Vulnerability scans or risk reports, aim to identify your internet-facing assets and any insecurities they have. Initially, they were used as a means to highlight potential problems and to suggest remedies. This was a good thing. But more recently they’re being used as de facto assessments of a businesses online security rating.

The problem is that these scans or reports produce data that is often limited. For example, they should locate internet-facing servers and identify the software running, but they’re unlikely to pick up all the services, especially those outsourced to third-party cloud providers.

Nor can these scans see inside your network therefore can’t assess the internal safeguards and protocols that may or may not be in place. In short, they’re seeking to provide a definitive assessment of your cyber security credentials on limited data. And that’s not a good basis on which to assess cyber security or to try and predict future attacks.

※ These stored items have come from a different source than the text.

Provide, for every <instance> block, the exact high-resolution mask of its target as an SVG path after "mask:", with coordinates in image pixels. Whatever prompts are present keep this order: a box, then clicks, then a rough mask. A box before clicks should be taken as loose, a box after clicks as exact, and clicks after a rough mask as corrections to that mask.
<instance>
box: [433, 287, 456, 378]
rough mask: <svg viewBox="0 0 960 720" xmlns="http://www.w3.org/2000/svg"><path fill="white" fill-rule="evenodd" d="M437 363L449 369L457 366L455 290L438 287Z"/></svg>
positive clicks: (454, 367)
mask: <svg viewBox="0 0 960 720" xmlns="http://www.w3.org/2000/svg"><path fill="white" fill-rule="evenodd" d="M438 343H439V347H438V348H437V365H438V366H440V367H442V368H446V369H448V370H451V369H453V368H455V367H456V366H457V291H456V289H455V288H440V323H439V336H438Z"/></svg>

The good news is that huge strides are being made in the area of threat intelligence, with CFC leading they way, which does offer the ability to prevent attacks and make effective forecasts on likely cyber claim events.

Threat intelligence

While a vulnerability scan provides a survey of an organization’s internet-facing assets, threat intelligence builds up a dynamic picture of the attacks to which your organization is most susceptible.

CFC has established close working relationships with government bodies, law enforcement agencies, private sector organizations and our own proprietary sources. This network gives them access to the online platforms and markets used by criminals to trade data and exchange information.

Their network provides details of companies that have been compromised. It offers information on what’s been stolen and where backdoors have been left open on a system. Is this company on a threat actor’s list? Have their passwords been traded online?

Access to this type of information allows them to be very certain about the likelihood of an organization coming under attack and allows the threat analysis team to be definite about the actions they take to shore up defenses and to keep that system safe.

Cyber criminals are extremely dynamic and continually change both their point and method of attack. Understanding how attacks are evolving and uncovering where they’re likely to be targeted makes it possible to take swift and effective preventative action.

Just as George Gallup discovered in the 1930s, it’s the quality of your data that determines its value. The number of attacks prevented by CFC’s threat intelligence service is beginning to tell its own story on the scale of that value.